OOP Setters Can be Used to Emulate Partial Application

Recently I was asked an awesome question that went something like
How would you do something like high-order functions and partial application in object-oriented programming?
For high-order function my mind immediately jumped to Guava's Function Interface. I said, "hmmmm, let's see, could have some method (maybe called partiallyApply) that took an argument and returned another Function." In retrospect, this may have been overly complex, and a much simpler implementation of Function may work just as well in this case: fluent setters.

Let's look at a contrived, dead-horse-esque example. A partial function that does addition on two arguments.

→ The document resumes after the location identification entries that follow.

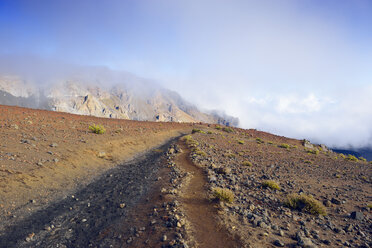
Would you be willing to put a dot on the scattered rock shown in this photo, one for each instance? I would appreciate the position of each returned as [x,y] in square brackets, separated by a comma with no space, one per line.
[278,243]
[336,201]
[102,154]
[356,215]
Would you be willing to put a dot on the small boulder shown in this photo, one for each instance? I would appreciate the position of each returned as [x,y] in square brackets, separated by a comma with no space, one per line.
[356,215]
[278,243]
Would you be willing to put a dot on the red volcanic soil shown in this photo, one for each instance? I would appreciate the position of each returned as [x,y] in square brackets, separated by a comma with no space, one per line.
[140,185]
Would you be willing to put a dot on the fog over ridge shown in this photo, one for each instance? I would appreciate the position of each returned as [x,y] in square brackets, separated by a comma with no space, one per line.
[294,68]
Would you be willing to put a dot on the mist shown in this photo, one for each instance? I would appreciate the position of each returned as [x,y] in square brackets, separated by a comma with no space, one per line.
[294,68]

In Haskell, if I wanted to build such a function, and partially apply it to, let's say 5, I might do the following
add5 = (+) 5

add5 10 -- is 15
In Clojure, this might look like
(def add-5 (partial + 5))

(add-5 10) ; is 15
So, how would I do this using setters? Simple! Here's some Ruby code
class Adder
  def value(first)
    @first = first
    self
  end

  def to(second)
    @second = second
    self
  end

  def add
    @first + @second
  end
end

adder_of_5 = Adder.new.value(5)

adder_of_5.to(10).add # is 15
This code (obviously) has a lot more ceremony wrapped around it, but it does achieve some of the same benefits as partial application (e.g. laziness, partial parameter fulfillment). The point is, if this were Java code, I could easily implement Function and change add to invoke and have a partial function in an object-oriented system.